Chronic lymphocytic leukemia of T-cell type (T-CLL)
In T-CLL the lymph nodes are less pronounced and the spleen enlargement is more prominent than in B-CLL. The bone marrow is not always infiltrated while skin involvement is frequent. The diffusely infiltrated lymph nodes show proliferation of postcapillary venues. Proliferation centers are absent. The neoplastic lymphocytes have morphological and immunohistochemical characteristics of either CD4+ helper or CD8+ suppressor T cells [45,46]. Rare cases show a mixed immunophenotype with simultaneous CD4 and CDS positivity in the same cells.
Hairy cell leukemia
Hairy cells often show hair-like projections of their cytoplasm [47] on hematological smears and imprints. These projections are better recognized by electron microscopy. In the majority of cases the cells represent a peculiar, not fully defined B-cell variety [48,49]. Some authors relate hairy cells to B-monocytoid marginal zone cells of the lymph node cortex and to centrocyte-like cells of mucous-associated lymphoid tissue [50,51]. In very rare instances the hairy cells reveal characteristics of a T-cell [52] or even a monocytic [53,54] phenotype. Hairy cells are identified by their positivity to tartrate-resistant acid phosphatase and to acidify non-specific esterase [55]. In addition, monoclonal antibodies exist which recognize antigenic epitopes on hairy cells [56]. The usual immunophenotype of hairy cells corresponds to CD22, CD20 and CD29 positivity and CD5 and CD23 negativity. Hairy cells are also stained for HML-1 antibody, which was initially found to recognize intraepithelial T lymphocytes [57]. They also show positivity for CD11 c (KiM1 and KiM1 P in frozen and paraffin sections, respectively). Hairy cells are larger than typical lymphocytes with irregular ellipsoid or reniform nuclei. They stay apart from each other because of their relatively abundant cytoplasm which is hardly recognizable in H+E stained paraffin sections [47]. Lymph nodes are involved in advanced stages of the disease. Organs which are infiltrated early and whose biopsy contributes to the establishment of the diagnosis are bone marrow, spleen and liver. In bone marrow (Fig. 3) reticular fibers and even fibrosis are abundant [47] and responsible for the dry-tap reported by hematologists. In the spleen the infiltrates mainly occupy the cords of the expanded red pulp. The picture of the peripheral blood is not always clearly leukemia. Hairy cell leukemia in which the HTLV-2 virus has in some way been implicated [58] displays a rather indolent and long lasting course especially after appropriate therapy. The percentage of Ki-67-positive hairy cells is very low. However, second malignancies do occur in hairy cell leukemia patients
Lymphoplasmacytic/Lymphoplasmacytoid Lymphoma (LP-immunocytoma)

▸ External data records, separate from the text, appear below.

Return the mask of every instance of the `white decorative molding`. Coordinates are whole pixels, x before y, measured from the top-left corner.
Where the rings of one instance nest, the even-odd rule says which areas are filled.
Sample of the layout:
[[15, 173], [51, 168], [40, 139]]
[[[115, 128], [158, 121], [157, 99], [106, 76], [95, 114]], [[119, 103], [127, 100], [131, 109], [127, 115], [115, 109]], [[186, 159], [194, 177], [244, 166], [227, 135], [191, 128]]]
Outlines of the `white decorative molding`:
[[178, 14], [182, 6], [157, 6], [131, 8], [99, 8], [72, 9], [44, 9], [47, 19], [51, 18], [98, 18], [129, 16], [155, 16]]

Histologically, LP-immunocytoma resembles B-CLL. In addition it shows various numbers of Ig-secreting cells of plasmacytic or lymphoplasmacytoid appearance [34]. The latter have moderate to abundant cytoplasm with rough endoplasmic reticulum-like plasma cells and a nucleus reminiscent of lymphocytes. PAS-positive intranuclear inclusions, representing Igs, are often found. Immunohistochemically plasmacytic and plasmacytoid cells reveal cytoplasm monoclonal immunoglobulins [34,60, 61], which in descending frequency belongs to IgM, IgG or IgA. In 35% of the cases a paraproteinaemia is present. LP-immunocytoma is the tissue ground of the so-called macroglobulinaemia of Waldenstrom. In rare cases neoplastic cells produce only heavy or light chains of Igs, resulting in heavy (IgM, IgG) or light-chain disease, respectively. Two histological subtypes of LP-immunocytoma are described. The lymphoplasmacytoid subtype is morphologically and immunophenotypically more like B-CLL. It shows lymphoplasmacytoid cells and a phenotype of CD19+, CD20+, CD22+, CD5+ and CD23+ [62]. It not infrequently shows a leukemia picture and borderline cases to B-CLL exist [34].
The Lymphoplasmacytic subtype includes among the other neoplastic lymphocytes classic monoclonal plasma cells. The phenotype of neoplastic cells corresponds to CD19+, CD20+, CD22+, CDS- and CD23+/-. The presence of follicular dendritic cells, a feature reminiscent of MALTomas, characterizes more than half of the cases of the Lymphoplasmacytic subtype [63,64]. The prognosis of LP-immunocytoma is slightly more unfavorable than that of B-CLL. Accordingly, the percentages of Ki-67-positive lymphoid cells are slightly higher in LP-immunocytoma than in B-CLL. Paradoxical-ly it seems that leukemia cases have a better prognosis than aleukaemic cases [65]. The high-grade malignant lymphomas which may develop from LP-immunocytoma are usually immunoblastic.